La production

Pour obtenir les graines décortiquées concassées et les farines de lupin, le procédé de transformation met en œuvre uniquement des traitements physiques (variations du process selon les références fabriquées) :

  • nettoyage et calibrage des graines,
  • traitement thermique plus ou moins fort (farines standard / farines toastées),
  • décorticage ou non (farine complète ou farine de graines décortiquées)
  • concassage pour obtenir les pépites de lupin,
  • broyage plus ou moins fin pour obtenir les farines FARILUP,
  • La poudre de protéines de lupin, PROTILUP 450, est obtenue par voie humide. Elle est issue d'un process breveté sans utilisation de solvant.

Actuellement nous transformons plus de 2 500 tonnes de graines en ingrédients.

Le lupin à travers les siècles

De grandes civilisations, les Egyptiens, Grecs, Romains, mais aussi les Mayas le savaient déjà : le lupin est un aliment à forte valeur nutritive.

Le Lupinus est cité dans des textes romains remontant à trois siècles avant Jésus-Christ en tant qu'aliment pour la consommation humaine et des graines de lupin ont même été retrouvées dans les pyramides égyptiennes.
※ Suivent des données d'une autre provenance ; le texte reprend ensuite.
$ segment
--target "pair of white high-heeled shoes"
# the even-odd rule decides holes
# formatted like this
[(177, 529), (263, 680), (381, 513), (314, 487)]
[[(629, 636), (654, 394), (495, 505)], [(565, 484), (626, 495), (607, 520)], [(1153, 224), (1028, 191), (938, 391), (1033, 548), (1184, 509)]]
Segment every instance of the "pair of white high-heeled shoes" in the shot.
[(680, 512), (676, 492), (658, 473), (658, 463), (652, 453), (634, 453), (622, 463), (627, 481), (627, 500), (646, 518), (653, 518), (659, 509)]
Cultivé depuis plus de 4 000 ans, le lupin est une légumineuse (comme le soja, le pois ou la fève). La graine est traditionnellement utilisée en alimentation pour sa forte teneur en protéines.

Le lupin, une histoire qui dure

Aujourd'hui, cinq espèces présentent un intérêt agronomique :

  • Le lupin blanc (Lupinus albus)

    Espèce la plus répandue en France
  • Le lupin bleu (Lupinus angustifolius)
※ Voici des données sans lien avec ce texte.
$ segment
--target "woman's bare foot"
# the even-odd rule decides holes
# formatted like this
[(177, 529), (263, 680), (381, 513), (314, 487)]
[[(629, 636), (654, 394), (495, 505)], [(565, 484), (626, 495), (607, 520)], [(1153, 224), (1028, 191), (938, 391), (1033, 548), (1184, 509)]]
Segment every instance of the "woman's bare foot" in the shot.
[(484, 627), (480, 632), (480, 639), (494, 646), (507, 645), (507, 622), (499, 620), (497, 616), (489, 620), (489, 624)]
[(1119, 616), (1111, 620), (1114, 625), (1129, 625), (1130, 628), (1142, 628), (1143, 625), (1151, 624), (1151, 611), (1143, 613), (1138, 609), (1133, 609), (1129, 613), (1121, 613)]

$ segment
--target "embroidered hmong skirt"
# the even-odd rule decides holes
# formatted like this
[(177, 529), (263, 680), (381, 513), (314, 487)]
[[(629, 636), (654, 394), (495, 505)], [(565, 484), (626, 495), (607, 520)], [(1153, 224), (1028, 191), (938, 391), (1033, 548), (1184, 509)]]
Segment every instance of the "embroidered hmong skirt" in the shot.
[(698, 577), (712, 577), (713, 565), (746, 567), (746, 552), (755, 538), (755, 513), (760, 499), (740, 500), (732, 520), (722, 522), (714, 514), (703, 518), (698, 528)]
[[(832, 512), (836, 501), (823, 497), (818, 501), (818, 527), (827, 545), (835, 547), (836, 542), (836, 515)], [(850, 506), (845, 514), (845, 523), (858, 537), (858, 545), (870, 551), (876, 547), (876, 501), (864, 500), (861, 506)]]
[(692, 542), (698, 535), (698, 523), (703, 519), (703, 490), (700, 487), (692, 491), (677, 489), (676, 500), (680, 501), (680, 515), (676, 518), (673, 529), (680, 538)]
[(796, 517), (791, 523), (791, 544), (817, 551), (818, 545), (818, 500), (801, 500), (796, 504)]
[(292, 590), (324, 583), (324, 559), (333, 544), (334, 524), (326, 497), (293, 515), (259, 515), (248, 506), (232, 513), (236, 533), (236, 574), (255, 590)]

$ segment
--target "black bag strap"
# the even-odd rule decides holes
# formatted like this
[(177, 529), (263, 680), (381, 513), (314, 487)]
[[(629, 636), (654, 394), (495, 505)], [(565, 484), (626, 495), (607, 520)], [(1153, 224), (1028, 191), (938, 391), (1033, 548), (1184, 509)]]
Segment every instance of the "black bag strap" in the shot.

    Largement cultivé en Australie
  • Le lupin jaune (Lupinus luteus)

    Cultivé en Europe Centrale
  • Le lupin changeant (Lupinus mutabilis)

    Cultivé en Amérique
  • Le lupin des jardins (Lupinus polyphyllus)


Seuls les lupins blancs, bleus et jaunes sont utilisés en alimentation humaine.

Le lupin fut d'abord consommé sous forme de graine saumurée comme l'olive, dans le sud de la France ou au Portugal et dans le Maghreb. Il est également utilisé dans le bassin méditerranéen et plus largement en Amérique du Sud sous forme de semoule pour confectionner des galettes. C'est depuis une vingtaine d'années que les industries alimentaires de la boulangerie, pâtisserie et de la diététique ont redécouvert cette "petite graine de génie" (d'abord en Allemagne et au Bénélux, qui offrent depuis longtemps une ronde de pains spéciaux aux graines variées).